Rolled-up averages with dynamic timeframes

(Josh Temple) #1

I often need to take transactional/event data, roll it up to some less granular timeframe (say, a daily level), and compute an average of the results for some set of dimensions and filters.

For example, take a table of orders across retail stores. I might want to know the average sales for Wednesdays over the past 8 weeks. To do that, I need to sum sales by day, filter to Wednesdays, and average.

Since my source data is at the order level, I can’t just slap an average measure on it (that would compute the average sales of each order, not the average of each day). In the past, I’ve used a derived table to sum to the daily level, then created an average measure in the derived table’s view. Then I’ve join the derived table back to the original view using the date dimension.

The problem with this approach is that I can’t anticipate other ways that a user might want to slice this derived table average measure. What if you wanted to see average daily sales for a specific product on Wednesdays?

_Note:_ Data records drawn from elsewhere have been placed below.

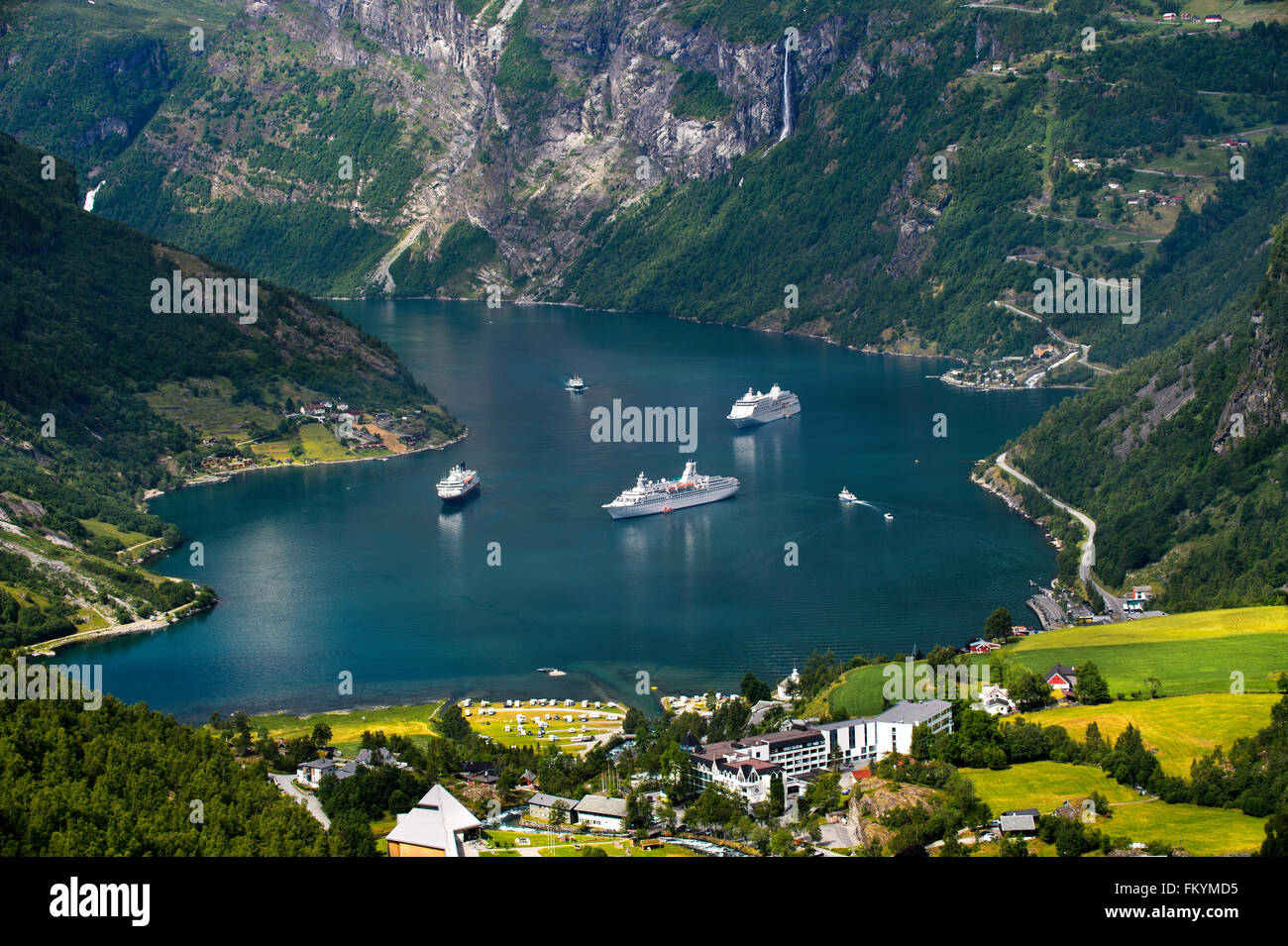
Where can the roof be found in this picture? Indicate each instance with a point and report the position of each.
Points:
(424, 828)
(601, 804)
(1019, 822)
(914, 713)
(454, 813)
(787, 738)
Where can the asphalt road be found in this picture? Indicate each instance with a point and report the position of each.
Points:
(1089, 551)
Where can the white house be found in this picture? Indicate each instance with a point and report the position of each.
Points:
(997, 700)
(438, 826)
(748, 766)
(600, 812)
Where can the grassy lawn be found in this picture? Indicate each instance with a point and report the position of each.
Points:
(1046, 786)
(503, 846)
(557, 725)
(1181, 727)
(347, 726)
(1189, 653)
(125, 538)
(320, 443)
(209, 412)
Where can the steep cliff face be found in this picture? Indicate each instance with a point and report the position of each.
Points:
(1260, 399)
(524, 119)
(532, 179)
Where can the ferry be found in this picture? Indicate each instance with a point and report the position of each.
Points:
(752, 409)
(648, 497)
(459, 484)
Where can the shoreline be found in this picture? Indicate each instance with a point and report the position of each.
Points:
(134, 627)
(824, 339)
(210, 478)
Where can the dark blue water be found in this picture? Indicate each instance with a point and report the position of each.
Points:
(360, 569)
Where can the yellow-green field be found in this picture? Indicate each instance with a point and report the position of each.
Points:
(347, 726)
(127, 538)
(505, 845)
(1180, 727)
(1046, 786)
(211, 413)
(1205, 652)
(318, 442)
(500, 716)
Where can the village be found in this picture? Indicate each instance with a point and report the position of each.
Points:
(322, 431)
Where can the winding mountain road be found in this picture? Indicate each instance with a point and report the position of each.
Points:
(1089, 551)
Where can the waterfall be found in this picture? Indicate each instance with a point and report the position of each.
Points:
(787, 90)
(89, 196)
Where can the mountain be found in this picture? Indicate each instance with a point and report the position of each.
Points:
(103, 398)
(1183, 459)
(627, 156)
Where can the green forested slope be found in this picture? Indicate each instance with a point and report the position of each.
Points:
(80, 353)
(1153, 456)
(123, 781)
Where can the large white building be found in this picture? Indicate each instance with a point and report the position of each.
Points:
(747, 766)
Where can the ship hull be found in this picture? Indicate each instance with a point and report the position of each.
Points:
(665, 503)
(765, 416)
(462, 497)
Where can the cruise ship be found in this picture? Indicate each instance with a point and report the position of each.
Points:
(459, 484)
(751, 409)
(665, 495)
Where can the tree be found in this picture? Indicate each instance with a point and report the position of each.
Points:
(558, 815)
(1029, 690)
(999, 626)
(1090, 686)
(1276, 835)
(922, 740)
(782, 843)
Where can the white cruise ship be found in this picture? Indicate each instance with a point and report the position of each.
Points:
(665, 495)
(756, 408)
(459, 484)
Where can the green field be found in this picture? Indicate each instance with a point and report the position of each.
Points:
(205, 405)
(1046, 786)
(1181, 727)
(1189, 653)
(347, 726)
(500, 716)
(503, 845)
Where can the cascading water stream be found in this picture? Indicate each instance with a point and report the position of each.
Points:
(787, 91)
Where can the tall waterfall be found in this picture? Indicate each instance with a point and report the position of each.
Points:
(89, 196)
(787, 90)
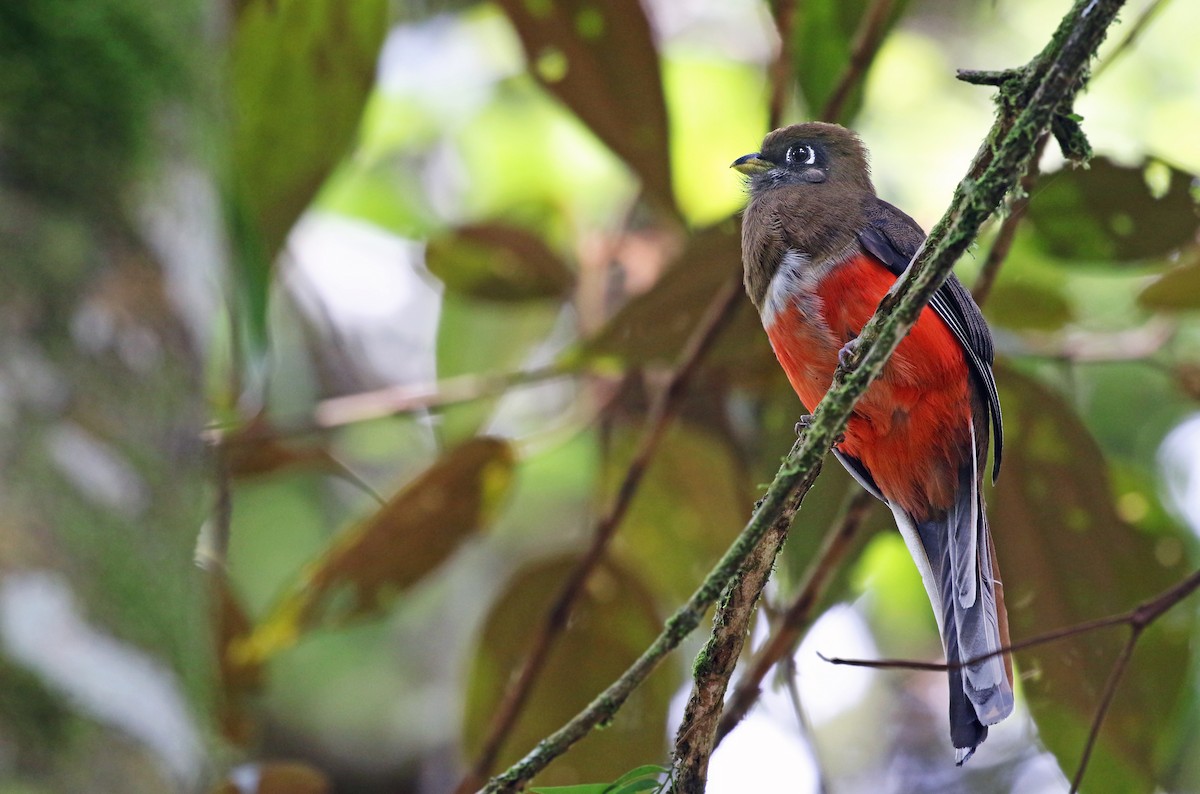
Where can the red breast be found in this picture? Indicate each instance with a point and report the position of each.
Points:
(909, 427)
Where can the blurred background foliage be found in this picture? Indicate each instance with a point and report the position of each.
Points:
(414, 274)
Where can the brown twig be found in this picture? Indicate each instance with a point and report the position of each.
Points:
(1042, 91)
(863, 49)
(781, 68)
(798, 614)
(697, 735)
(1138, 619)
(1007, 233)
(664, 410)
(348, 409)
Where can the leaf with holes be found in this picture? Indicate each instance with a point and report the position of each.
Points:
(612, 624)
(1067, 557)
(1108, 212)
(498, 263)
(406, 539)
(598, 58)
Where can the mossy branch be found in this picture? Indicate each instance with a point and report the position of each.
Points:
(1044, 88)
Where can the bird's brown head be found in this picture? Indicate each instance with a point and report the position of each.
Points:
(810, 190)
(815, 154)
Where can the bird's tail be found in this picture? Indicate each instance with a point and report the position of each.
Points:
(958, 565)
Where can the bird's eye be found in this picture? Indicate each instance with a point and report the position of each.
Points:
(802, 155)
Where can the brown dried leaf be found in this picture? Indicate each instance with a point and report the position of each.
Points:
(1108, 212)
(499, 263)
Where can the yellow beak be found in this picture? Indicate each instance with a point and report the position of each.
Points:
(751, 163)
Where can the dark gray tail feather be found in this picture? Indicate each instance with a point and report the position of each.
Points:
(960, 584)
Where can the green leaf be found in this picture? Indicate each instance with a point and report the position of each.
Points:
(1067, 557)
(1108, 212)
(691, 504)
(407, 537)
(589, 54)
(280, 777)
(1177, 289)
(654, 325)
(300, 73)
(1027, 306)
(822, 37)
(499, 263)
(612, 624)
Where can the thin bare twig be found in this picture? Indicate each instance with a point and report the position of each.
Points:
(781, 68)
(863, 49)
(699, 732)
(1138, 619)
(1007, 233)
(1039, 92)
(664, 410)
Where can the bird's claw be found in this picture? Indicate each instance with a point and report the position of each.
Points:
(846, 353)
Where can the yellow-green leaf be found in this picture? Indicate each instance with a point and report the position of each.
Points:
(1066, 557)
(497, 262)
(612, 624)
(1177, 289)
(598, 58)
(1108, 212)
(300, 72)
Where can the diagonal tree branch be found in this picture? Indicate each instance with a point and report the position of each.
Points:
(714, 666)
(1031, 98)
(1138, 619)
(664, 410)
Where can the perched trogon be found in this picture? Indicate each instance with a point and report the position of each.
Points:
(820, 251)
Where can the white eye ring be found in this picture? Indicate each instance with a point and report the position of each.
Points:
(799, 149)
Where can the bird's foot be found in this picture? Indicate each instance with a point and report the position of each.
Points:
(807, 421)
(846, 353)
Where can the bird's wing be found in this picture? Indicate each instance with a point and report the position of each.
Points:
(894, 239)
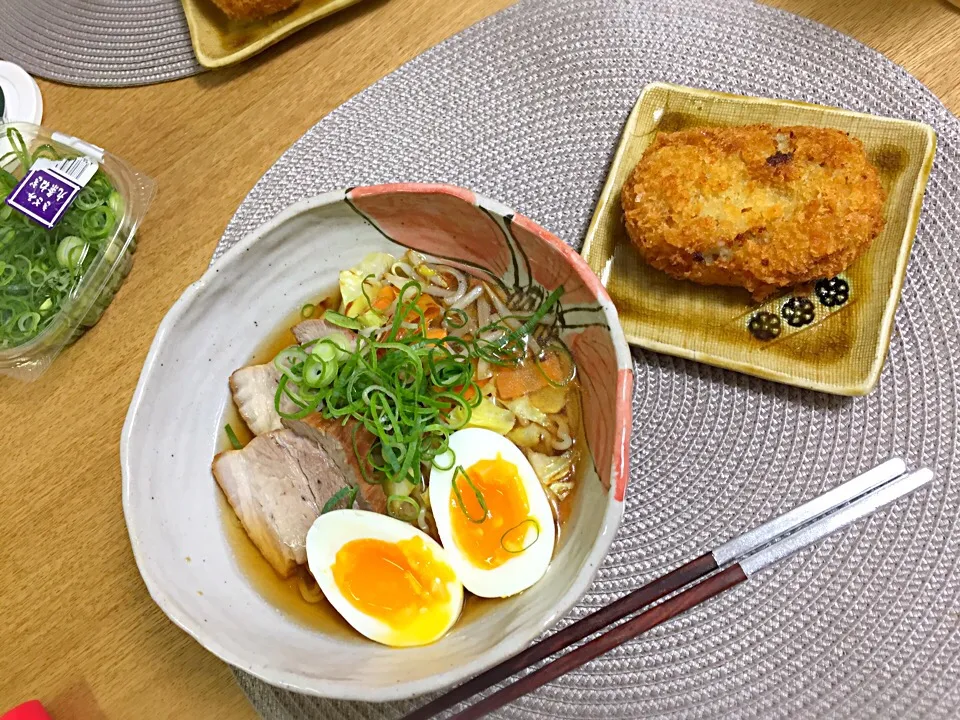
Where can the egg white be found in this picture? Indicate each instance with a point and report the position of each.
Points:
(519, 572)
(333, 530)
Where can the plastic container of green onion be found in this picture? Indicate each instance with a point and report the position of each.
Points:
(56, 283)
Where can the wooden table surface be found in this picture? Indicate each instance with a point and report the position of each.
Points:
(77, 627)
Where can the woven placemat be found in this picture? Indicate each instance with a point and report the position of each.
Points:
(526, 107)
(104, 43)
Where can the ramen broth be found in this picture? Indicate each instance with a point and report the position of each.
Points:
(284, 593)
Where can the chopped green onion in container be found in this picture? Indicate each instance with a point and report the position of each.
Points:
(55, 283)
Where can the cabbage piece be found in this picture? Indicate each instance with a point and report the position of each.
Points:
(526, 436)
(371, 318)
(549, 399)
(488, 415)
(561, 490)
(550, 469)
(526, 411)
(351, 282)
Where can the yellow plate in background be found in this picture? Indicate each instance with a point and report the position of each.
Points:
(842, 351)
(220, 41)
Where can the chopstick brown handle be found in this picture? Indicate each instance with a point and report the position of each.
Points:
(627, 605)
(676, 605)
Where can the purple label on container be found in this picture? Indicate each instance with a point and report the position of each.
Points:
(44, 196)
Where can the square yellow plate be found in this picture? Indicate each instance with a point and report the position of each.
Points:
(843, 349)
(220, 41)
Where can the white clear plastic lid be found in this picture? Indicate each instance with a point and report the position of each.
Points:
(21, 95)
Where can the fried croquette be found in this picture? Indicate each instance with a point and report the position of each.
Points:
(253, 9)
(759, 207)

In order for that to work, the product name field needs to be a dimension in the derived table and needs to exist in the join from the derived table to the original view.

Is there a best practice for creating measures that can be dynamically aggregated to a specified granularity? Curious to know if I can do something clever with Liquid or parameters to accomplish this.


(Carter Moar) #2

I ran in to a similar situation the other day @joshtemple. I’m not in love with my solution and would be hesitant to say “hey do this, definitely best practice!”, but it’s been working ok for me for the past week or two.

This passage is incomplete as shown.